Кстати, сам А.С. Макарен- ко прекрасно понимал, что «педагогика — вещь прежде всего диалектическая», что не может быть установлено никаких абсолютно «правильных педагогических мер или систем» . Но эти слова прямо противоречат его же вере во всемогущество педагогической технологии. Если «педагогика — «вещь прежде всего диалектическая», то педагогический процесс не может быть стандартизирован в принципе как процесс по сути своей творческий. Для управления им нужен творческий работник, а не вышколенный послушный профи.
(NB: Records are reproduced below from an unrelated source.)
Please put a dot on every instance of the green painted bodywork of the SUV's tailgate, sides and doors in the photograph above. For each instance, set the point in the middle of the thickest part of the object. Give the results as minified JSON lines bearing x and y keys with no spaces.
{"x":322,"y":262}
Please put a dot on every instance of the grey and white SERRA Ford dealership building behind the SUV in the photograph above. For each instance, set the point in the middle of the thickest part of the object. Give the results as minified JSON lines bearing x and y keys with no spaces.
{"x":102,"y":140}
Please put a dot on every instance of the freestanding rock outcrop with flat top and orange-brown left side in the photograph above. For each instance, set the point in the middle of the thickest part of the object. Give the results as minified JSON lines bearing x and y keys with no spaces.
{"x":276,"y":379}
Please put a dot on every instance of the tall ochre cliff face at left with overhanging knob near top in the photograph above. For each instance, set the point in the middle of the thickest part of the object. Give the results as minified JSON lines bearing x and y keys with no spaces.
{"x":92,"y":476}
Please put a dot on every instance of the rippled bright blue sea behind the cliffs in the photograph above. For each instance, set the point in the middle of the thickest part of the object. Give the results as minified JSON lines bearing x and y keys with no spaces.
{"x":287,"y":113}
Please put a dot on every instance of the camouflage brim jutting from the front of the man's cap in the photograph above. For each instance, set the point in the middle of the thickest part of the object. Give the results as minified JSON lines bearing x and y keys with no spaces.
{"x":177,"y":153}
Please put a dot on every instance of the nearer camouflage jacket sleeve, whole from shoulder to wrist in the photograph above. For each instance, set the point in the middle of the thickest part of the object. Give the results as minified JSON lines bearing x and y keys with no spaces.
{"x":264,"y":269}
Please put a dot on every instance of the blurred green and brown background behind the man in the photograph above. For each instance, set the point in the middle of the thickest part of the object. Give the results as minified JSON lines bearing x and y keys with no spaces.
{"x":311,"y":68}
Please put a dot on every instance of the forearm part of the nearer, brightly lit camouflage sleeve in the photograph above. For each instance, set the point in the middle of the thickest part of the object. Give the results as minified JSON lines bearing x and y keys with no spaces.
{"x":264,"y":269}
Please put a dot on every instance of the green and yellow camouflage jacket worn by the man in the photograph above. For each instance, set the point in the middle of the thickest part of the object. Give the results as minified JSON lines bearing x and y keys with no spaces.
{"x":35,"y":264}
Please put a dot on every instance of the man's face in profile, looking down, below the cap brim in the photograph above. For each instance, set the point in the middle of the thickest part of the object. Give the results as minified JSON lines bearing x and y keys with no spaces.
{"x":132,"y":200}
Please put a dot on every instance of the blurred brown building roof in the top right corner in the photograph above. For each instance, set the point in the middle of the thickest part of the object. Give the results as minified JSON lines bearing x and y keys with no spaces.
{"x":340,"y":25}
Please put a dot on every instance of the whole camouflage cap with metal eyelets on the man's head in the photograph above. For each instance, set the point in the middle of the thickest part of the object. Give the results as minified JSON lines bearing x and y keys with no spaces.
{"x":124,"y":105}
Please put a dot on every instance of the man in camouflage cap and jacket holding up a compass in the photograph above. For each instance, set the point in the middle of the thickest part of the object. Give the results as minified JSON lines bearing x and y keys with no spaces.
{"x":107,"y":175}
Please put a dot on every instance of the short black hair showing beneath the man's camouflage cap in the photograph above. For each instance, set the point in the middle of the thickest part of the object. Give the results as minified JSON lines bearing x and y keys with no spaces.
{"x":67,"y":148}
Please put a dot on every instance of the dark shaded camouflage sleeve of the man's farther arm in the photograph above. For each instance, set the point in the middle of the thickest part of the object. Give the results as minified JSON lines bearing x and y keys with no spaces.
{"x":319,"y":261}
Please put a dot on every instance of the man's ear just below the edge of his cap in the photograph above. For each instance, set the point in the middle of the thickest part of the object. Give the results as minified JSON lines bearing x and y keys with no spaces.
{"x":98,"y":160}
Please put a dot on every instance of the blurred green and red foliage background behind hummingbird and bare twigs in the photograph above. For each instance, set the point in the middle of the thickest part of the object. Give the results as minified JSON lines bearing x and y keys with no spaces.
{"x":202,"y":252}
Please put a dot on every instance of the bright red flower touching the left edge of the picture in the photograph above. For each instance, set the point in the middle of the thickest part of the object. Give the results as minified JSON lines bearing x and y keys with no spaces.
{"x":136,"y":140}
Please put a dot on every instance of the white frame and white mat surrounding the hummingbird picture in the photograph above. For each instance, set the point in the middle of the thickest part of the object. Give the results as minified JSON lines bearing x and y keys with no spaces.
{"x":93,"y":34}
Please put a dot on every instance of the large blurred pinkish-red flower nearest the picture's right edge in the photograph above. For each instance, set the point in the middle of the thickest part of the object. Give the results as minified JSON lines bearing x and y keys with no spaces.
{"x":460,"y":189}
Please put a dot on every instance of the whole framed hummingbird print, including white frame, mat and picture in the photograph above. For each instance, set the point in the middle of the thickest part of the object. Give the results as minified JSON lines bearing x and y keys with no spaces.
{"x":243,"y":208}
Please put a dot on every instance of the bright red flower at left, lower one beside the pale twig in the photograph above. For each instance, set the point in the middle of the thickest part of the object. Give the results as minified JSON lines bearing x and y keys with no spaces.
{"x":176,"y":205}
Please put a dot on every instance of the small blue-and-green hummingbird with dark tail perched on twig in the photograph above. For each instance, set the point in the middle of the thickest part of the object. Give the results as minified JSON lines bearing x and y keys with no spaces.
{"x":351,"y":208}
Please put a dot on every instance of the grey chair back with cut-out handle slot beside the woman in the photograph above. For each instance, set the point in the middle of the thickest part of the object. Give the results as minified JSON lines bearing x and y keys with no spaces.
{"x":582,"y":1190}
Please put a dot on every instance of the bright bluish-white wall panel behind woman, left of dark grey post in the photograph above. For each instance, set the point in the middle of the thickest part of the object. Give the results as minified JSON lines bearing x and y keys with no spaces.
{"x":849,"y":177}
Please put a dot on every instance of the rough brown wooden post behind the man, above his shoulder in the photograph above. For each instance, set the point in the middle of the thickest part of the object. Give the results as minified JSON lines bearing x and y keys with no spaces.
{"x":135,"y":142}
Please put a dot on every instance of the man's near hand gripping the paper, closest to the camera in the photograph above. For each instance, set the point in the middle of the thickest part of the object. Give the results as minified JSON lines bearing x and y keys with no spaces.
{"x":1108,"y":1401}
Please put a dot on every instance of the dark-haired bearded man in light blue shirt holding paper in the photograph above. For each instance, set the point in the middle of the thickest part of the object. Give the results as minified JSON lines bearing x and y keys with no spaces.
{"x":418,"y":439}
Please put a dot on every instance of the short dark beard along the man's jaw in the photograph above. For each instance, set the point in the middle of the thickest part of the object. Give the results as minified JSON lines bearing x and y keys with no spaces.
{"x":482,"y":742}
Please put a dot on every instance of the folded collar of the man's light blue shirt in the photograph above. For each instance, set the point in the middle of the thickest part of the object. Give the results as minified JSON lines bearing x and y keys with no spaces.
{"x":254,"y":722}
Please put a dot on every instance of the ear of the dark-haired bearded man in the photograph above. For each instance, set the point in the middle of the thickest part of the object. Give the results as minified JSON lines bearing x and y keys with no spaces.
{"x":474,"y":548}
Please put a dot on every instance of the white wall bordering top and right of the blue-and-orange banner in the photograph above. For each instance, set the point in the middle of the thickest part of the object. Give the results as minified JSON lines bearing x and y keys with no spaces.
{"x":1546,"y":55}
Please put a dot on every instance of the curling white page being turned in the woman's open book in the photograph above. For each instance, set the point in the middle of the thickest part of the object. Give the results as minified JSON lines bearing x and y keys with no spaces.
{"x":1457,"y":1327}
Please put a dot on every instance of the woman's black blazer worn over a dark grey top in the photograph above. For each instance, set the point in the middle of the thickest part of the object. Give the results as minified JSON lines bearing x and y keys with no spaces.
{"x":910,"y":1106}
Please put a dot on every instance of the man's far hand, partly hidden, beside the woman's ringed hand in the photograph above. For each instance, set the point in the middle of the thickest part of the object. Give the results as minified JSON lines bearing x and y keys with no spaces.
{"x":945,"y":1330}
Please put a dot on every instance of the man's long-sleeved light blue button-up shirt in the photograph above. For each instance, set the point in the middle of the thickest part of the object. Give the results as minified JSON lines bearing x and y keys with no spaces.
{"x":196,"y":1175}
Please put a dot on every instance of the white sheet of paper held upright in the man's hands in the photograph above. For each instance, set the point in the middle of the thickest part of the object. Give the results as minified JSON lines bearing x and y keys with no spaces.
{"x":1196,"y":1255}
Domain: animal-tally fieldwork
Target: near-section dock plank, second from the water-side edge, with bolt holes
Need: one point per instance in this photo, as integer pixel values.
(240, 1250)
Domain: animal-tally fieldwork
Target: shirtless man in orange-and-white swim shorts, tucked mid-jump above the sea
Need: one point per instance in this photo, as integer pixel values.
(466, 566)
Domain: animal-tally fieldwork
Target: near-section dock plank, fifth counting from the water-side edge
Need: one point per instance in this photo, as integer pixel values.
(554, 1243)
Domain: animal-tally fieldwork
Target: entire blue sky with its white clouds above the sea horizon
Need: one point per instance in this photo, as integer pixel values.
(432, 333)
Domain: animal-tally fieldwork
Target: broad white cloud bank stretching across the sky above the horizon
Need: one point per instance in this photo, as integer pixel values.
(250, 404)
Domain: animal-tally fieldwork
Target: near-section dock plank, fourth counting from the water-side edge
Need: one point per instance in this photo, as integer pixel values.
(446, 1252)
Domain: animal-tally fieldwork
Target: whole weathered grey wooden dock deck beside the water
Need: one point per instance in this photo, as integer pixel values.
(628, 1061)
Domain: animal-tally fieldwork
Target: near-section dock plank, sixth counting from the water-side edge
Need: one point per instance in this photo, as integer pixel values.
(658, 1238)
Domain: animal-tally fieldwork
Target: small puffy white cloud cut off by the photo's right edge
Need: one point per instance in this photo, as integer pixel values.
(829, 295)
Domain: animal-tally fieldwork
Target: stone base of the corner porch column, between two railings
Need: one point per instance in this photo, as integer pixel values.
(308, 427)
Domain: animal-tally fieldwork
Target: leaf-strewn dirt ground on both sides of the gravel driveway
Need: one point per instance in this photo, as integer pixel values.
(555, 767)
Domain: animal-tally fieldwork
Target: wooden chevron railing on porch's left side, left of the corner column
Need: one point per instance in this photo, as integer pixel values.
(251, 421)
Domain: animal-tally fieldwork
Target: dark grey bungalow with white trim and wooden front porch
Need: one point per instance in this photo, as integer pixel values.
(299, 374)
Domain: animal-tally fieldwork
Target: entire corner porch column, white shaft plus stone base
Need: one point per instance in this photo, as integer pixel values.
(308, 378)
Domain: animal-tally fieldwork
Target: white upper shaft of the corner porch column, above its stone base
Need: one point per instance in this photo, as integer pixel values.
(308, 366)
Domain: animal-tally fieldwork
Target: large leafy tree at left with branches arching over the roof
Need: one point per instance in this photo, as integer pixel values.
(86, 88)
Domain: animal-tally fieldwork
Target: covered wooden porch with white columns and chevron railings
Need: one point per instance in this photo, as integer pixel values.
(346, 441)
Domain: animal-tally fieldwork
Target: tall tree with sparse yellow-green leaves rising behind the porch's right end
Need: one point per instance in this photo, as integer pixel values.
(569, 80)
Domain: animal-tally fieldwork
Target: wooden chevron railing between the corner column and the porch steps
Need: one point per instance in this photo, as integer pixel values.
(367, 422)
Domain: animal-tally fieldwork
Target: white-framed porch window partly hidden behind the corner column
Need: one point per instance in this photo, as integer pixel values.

Почему А.С. Макаренко не заметил этих противоречий в своих взглядах? Почему ему так захотелось верить во всемогущество педагогической технологии? Быть может, всё дело в том, что, реально понимая суть педагогического процесса как глубоко личностного, в котором решающим фактором является качество личности воспитателя (как понимает это, например, Менегетти ) , мы придём к мировоззрению, которое может быть названо «здоровым педагогическим пессимизмом», поймём, что в нашем обществе успешное массовое воспитание пока невозможно в принципе, поскольку нет того количества личностей, которое необходимо, чтобы управлять педагогическим процессом абсолютно во всех педагогических учреждениях. А.С. Макаренко же хотел верить в быстрое массовое «производство» нового человека, и в этом смысле он был типичным утопистом.
Нынешние российские педагоги, очевидно, хотят верить в быстрый и лёгкий педагогический успех за счёт использования хороших технологий. И тогда нам всё нипочём: не помешает ни социальное положение учителей, ни то, что в учителя идут зачастую случайные люди, без призвания, не сумевшие {или не рассчитывающие) поступить в престижные вузы; что 90% наших педагогов — женщины, что наши педагогические вузы готовят специалистов-предметников, но совершенно не воспитывают педагогов. При такой вере в хорошие технологии уже не пугает развал системы управления образованием;  абсолютно не  важна страшная оторванность нашей педагогической теории от практики, существующих будто в параллельных мирах. Абсолютно неважно, кто у нас работает с детьми, ведь всё равно будет успех благодаря правильным технологиям! Это и есть «соблазн технологизма» в педагогике. Соблазн идти ложным путём, который легче истинного, но к успеху никогда не ведёт.
А на самом деле хорошая педагогическая технология — важная и нужная составляющая педагогического процесса, но далеко не главная и не обеспечивающая успеха. «Строго научное проектирование и точное воспроизведение в классной комнате гарантирующих успех педагогических процессов», обещанное В.П. Беспалько, возможно только в воображении, но не в действительности. К несчастью, люди, привыкшие мыслить утопически, чаще всего не в состоянии полностью излечиться от этой психологической болезни, они лишь меняют одну утопическую веру на другую.
В действительности же главным определяющим фактором педагогического процесса является человеческая связь воспитанника и воспитателя, качество которой определяется качеством личности воспитателя. Чтобы воспитывать и обучать, нужен Педагог: именно так, с большой буквы. А это значит, что нужно привлекать в педагогику тех, у кого есть призвание к работе с детьми. Их нужно воспитывать, но мы этого делать не умеем, да и не стремимся. Мы даже не знаем, как это нужно делать, и возможно ли это вообще. Вот почему на самом деле «у нас очень мало нового, а если оно и зарождается, то исключительно благодаря отчаянным усилиям отдельных лиц, которым приходится при этом лезть не на один рожон» (это слова Макаренко) .
Педагогике нужна Личность. Без неё не может быть ни успешного воспитания, ни полноценного обучения.